Thursday, March 15, 2007 ______________________________________________________________________________

And You Think it's Tough to Get People to Say "Johanna" Right 

Let me preface this post by saying that I am a veritable fount of liberal, first world guilt. I'm always acutely aware of the fact that being a South East Asian female, I could easily be stuck in a brothel, a sweatshop, caring for my 19 other siblings and/or supporting said siblings through prostitution or work in a sweatshop. I could be denied education on the basis of the fact that I don't have a penis, married off to someone with a penis who thinks that the penis makes him the unquestionable boss of me, or I could've just bypassed the whole penis/no penis thing by being killed off as an infant for having a vagina. I could be living without access to clean drinking water, or to basic medicines and vaccines. The reason all this is relevant is because I was signed up by a door-to-door today to give monthly contributions to some kind of save the world fund. I think it's actually called "Save the Children", but it's really just using the "children" angle as a selling point because the work it does helps communities, not just the kids.

It isn't the monthly donation directly debited from my savings account that's the point of this post though (I mean, other existing, ongoing deductions from my bank account include a sponsored Indonesian girl and Greenpeace - I told you I was a fount of liberal, first-world guilt. I'm even going to sign up as a volunteer for my local whole foods, ethical consumer market.), it's the conversation I had with the girl who came by to talk to me about Save the Children.

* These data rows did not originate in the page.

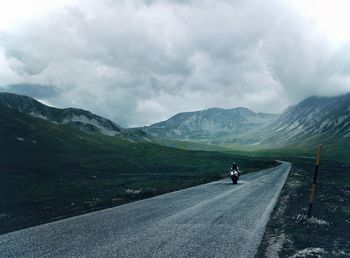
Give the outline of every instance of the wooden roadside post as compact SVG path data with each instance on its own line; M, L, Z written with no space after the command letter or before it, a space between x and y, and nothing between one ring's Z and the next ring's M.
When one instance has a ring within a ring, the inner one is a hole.
M312 205L313 205L314 200L315 200L316 181L317 181L318 169L320 167L321 150L322 150L322 144L318 145L318 148L317 148L314 180L312 181L312 188L311 188L310 199L309 199L309 211L307 213L308 218L311 218Z

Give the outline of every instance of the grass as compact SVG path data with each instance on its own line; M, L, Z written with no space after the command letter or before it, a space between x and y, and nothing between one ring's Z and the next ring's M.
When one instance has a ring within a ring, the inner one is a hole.
M350 165L321 161L312 218L307 219L314 161L291 161L257 257L349 257Z
M0 108L0 233L38 225L243 172L268 158L188 151L69 126Z

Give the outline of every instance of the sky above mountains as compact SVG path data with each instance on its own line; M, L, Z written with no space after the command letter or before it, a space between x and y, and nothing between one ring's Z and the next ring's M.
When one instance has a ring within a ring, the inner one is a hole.
M350 91L348 1L3 2L0 91L122 126Z

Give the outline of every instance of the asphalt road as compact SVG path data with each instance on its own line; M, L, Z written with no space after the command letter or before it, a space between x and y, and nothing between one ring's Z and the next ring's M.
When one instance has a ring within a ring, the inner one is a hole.
M0 257L254 257L289 169L0 235Z

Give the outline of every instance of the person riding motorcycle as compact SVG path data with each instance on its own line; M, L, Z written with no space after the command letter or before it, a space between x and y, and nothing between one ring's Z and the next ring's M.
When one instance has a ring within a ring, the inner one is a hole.
M237 164L235 162L232 163L231 171L237 171L238 176L241 175L241 172L239 171L239 167L237 166Z
M239 168L237 166L237 164L235 162L232 163L232 167L230 169L230 177L231 177L231 180L232 180L232 183L233 184L237 184L237 181L239 179L239 176L240 176L240 171L239 171Z

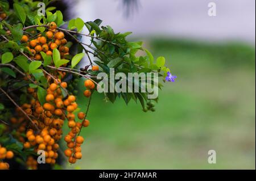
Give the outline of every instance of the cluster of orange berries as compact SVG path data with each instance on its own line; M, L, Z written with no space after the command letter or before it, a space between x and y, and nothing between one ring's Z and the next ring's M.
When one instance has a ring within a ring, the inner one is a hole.
M13 158L14 153L13 151L7 150L6 148L0 145L0 159L11 159ZM8 163L0 161L0 170L7 170L9 169Z
M32 54L31 58L42 60L41 51L52 56L52 51L55 48L59 48L61 57L68 54L69 49L65 46L67 40L64 39L63 32L56 30L57 27L54 22L51 23L49 27L49 30L45 34L46 37L39 35L36 39L29 40L27 36L23 36L21 41L27 43L27 48ZM98 66L93 66L93 71L98 70ZM78 107L76 97L71 95L65 98L62 94L63 90L67 91L68 87L68 83L61 80L65 77L65 72L56 71L51 74L52 76L44 74L48 85L45 98L46 103L43 105L40 104L35 89L32 87L27 89L28 94L31 95L30 102L16 108L15 116L10 119L13 128L16 131L14 136L23 144L24 149L32 149L36 153L39 150L44 150L46 162L54 165L58 157L58 142L62 137L62 127L64 120L67 119L71 131L64 138L68 147L64 153L68 157L69 162L75 163L77 159L82 158L81 145L84 139L79 134L82 128L88 127L90 122L85 119L86 114L82 112L77 114L79 119L81 121L76 121L74 111ZM60 78L55 79L53 77ZM31 77L28 74L24 79L28 81L29 78ZM84 94L86 97L90 97L95 85L92 80L88 79L84 82L84 86L87 90ZM1 150L0 149L0 160L2 158ZM10 152L7 153L5 155L6 158L10 157ZM26 164L28 167L37 169L38 163L35 158L34 156L27 157Z
M40 52L44 52L47 55L52 56L52 50L57 48L60 52L61 58L69 54L69 49L65 46L67 41L64 38L64 33L62 31L58 31L57 25L55 22L51 22L49 25L49 30L45 33L37 36L36 39L30 40L27 35L23 35L20 41L27 43L26 47L31 53L30 58L36 60L42 60Z

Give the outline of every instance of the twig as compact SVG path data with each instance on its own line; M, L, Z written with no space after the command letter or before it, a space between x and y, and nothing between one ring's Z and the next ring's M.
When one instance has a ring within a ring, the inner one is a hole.
M38 131L40 131L39 128L38 128L36 124L35 124L35 123L33 122L32 119L28 116L28 115L24 111L22 108L18 105L18 104L8 95L7 93L6 93L6 91L5 91L1 87L0 87L0 90L3 92L3 94L5 94L5 95L13 102L13 103L18 108L19 108L21 112L22 112L23 113L28 119L28 120L31 122L31 123L33 124L33 125L38 129Z

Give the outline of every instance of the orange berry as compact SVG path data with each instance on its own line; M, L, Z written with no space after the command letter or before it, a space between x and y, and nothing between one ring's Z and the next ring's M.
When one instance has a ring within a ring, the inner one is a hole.
M75 148L75 151L76 152L81 152L81 151L82 150L81 147L80 146L76 146Z
M57 44L55 43L52 43L50 45L50 48L52 50L53 50L55 48L56 48L58 47Z
M13 154L13 152L12 151L7 151L6 152L6 158L7 159L11 159L13 158L13 156L14 154Z
M56 103L56 107L58 108L63 108L64 106L63 102L62 100L58 101Z
M82 158L82 153L81 152L77 152L75 153L75 158L76 159Z
M34 49L31 49L30 50L30 52L31 52L31 54L32 56L34 56L36 54L36 51Z
M79 136L76 137L76 141L77 143L81 144L84 142L84 138L81 136Z
M44 142L44 139L40 136L36 136L36 142L38 144L40 144Z
M76 97L72 95L69 95L68 98L68 100L71 103L73 102L76 100Z
M46 36L47 37L48 37L49 39L51 39L53 36L53 33L52 31L48 31L46 33Z
M91 80L86 80L84 82L84 86L88 89L93 89L94 88L94 83Z
M38 145L38 149L39 150L44 150L46 149L46 145L44 144L40 144L39 145Z
M68 99L65 100L63 103L65 106L68 106L70 104L69 101Z
M43 107L44 109L48 111L53 111L55 109L53 106L48 103L44 103Z
M88 120L87 119L85 120L84 121L84 123L82 124L82 125L84 127L88 127L90 124L90 121Z
M99 70L98 66L93 65L92 68L92 70L93 71L98 71L98 70Z
M23 35L22 36L22 37L20 40L20 41L23 43L26 43L28 40L28 37L27 35Z
M30 136L28 136L27 139L29 141L32 142L34 140L35 140L35 136L34 136L33 134L31 134Z
M64 140L67 143L71 142L72 141L72 137L70 135L67 135L65 136Z
M51 136L54 136L57 133L57 130L55 128L51 128L49 133Z
M60 109L56 109L55 110L55 111L54 111L54 113L55 114L55 115L56 116L61 116L63 114L62 111Z
M36 45L35 47L35 50L36 50L36 52L40 52L42 51L42 47L41 45Z
M69 121L68 126L69 128L73 128L76 126L76 122L75 121Z
M75 142L73 141L69 142L67 144L68 148L73 148L75 147Z
M43 113L43 111L44 110L43 109L43 107L42 107L41 106L37 107L35 110L35 112L38 114L41 114Z
M61 41L61 45L65 45L68 42L65 39L63 39Z
M36 54L35 56L35 60L41 60L41 56L39 54Z
M52 56L52 52L51 50L48 50L47 52L46 52L46 54L48 55L48 56Z
M48 47L48 45L47 44L45 44L42 45L42 49L43 51L44 51L44 52L47 52L49 50L49 47Z
M92 92L89 90L86 90L84 91L84 95L86 98L90 97L91 94L92 94Z
M6 154L6 149L4 147L0 148L0 155Z
M56 29L57 28L57 24L56 24L55 22L51 22L49 24L49 27L51 30Z
M77 117L80 120L83 120L85 116L85 113L83 112L80 112L77 114Z
M68 120L74 120L75 116L73 113L69 112L67 115L67 117L68 117Z
M32 40L30 41L30 46L31 46L32 47L35 47L35 46L36 46L37 40Z
M29 149L30 148L30 144L29 142L25 142L23 144L23 146L24 149Z
M71 149L67 149L64 151L64 154L67 157L71 157L72 155L72 150Z
M44 141L46 142L49 142L51 140L51 136L49 134L46 134L44 136Z
M68 106L68 107L67 107L67 111L68 112L72 112L73 111L75 111L75 108L73 106L71 105Z
M76 162L76 159L73 157L70 157L68 158L68 161L70 163L75 163Z
M47 102L51 102L54 100L54 95L51 94L47 94L46 96L46 100Z
M55 35L54 35L54 37L56 39L58 39L58 40L63 39L64 36L65 36L65 35L62 31L59 31L59 32L56 32L55 33Z
M39 39L39 42L42 44L46 44L47 42L46 38L44 36L41 37Z

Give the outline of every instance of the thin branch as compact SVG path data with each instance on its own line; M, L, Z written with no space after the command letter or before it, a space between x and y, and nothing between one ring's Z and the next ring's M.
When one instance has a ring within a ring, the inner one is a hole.
M30 118L30 116L24 111L22 108L18 105L18 104L8 95L7 93L6 93L6 91L5 91L1 87L0 87L0 90L3 92L3 94L5 94L5 95L13 102L13 103L18 108L19 108L21 112L22 112L23 113L28 119L28 120L31 122L31 123L33 124L33 125L38 129L38 131L40 131L39 128L38 128L36 124L35 124L35 123L33 122L32 119Z
M14 69L15 69L16 71L17 71L19 73L20 73L20 74L22 74L23 77L26 77L27 75L26 75L24 73L23 73L22 71L21 71L20 70L19 70L18 69L17 69L16 68L15 68L14 65L10 64L0 64L0 66L9 66ZM31 81L32 82L33 82L34 84L37 84L36 82L35 82L34 81L33 81L31 78L30 77L27 77L27 78Z

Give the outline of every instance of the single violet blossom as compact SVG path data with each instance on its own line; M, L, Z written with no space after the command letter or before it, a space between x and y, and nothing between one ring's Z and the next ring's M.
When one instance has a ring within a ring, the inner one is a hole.
M177 76L172 75L172 74L170 71L168 71L167 72L167 76L166 76L166 81L168 82L174 82L175 81L174 79L176 78Z

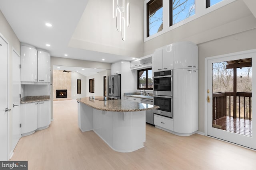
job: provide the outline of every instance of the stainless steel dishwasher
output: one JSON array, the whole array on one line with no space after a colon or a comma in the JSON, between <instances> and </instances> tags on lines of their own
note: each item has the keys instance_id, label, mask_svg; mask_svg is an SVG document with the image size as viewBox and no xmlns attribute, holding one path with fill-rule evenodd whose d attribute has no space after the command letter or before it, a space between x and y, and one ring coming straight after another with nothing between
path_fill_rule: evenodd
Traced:
<instances>
[{"instance_id":1,"label":"stainless steel dishwasher","mask_svg":"<svg viewBox=\"0 0 256 170\"><path fill-rule=\"evenodd\" d=\"M141 99L140 103L154 105L154 100L149 99ZM153 113L153 110L146 110L146 122L154 126L154 113Z\"/></svg>"}]
</instances>

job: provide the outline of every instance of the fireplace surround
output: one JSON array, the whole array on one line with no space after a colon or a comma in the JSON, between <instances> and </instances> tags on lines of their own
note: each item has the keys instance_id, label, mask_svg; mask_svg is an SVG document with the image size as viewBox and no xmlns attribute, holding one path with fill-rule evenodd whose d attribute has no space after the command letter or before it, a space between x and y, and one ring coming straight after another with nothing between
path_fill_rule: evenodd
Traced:
<instances>
[{"instance_id":1,"label":"fireplace surround","mask_svg":"<svg viewBox=\"0 0 256 170\"><path fill-rule=\"evenodd\" d=\"M56 90L56 98L67 98L68 97L67 90Z\"/></svg>"}]
</instances>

When it came to writing my name down on the sign-up form, she asked what title I commonly used. I always use Ms. because I think there's something fundamentally wrong about the fact that it's common practice to indicate your marital status, as though it's an integral part of your public identity, where someone who has a penis doesn't need to do the same (the implication being that unless you already have a penis, you need to let the world know about how you're doing on your quest to acquire one - seriously, what is it with the emphasis on penises?!). She misheard me and wrote "Miss" instead, and I insisted that I be put down as Ms. This then initiated a conversation about whether I would take Jim's name (she also asked what the difference was between Ms. and Miss having previously thought that both prefixes were interchangable).

It wasn't a completely out of the blue, privacy invasion question. Up to this point we were sharing details of our respective lives (she's currently seeing an ex-Canadian pro hockey player *hawt!* who's living in Sydney) and so the question was reasonable. I just wanted to put that out there because she really was a very nice person and I don't want people to get the impression that she was anything other than friendly and completely within the bounds of polite company.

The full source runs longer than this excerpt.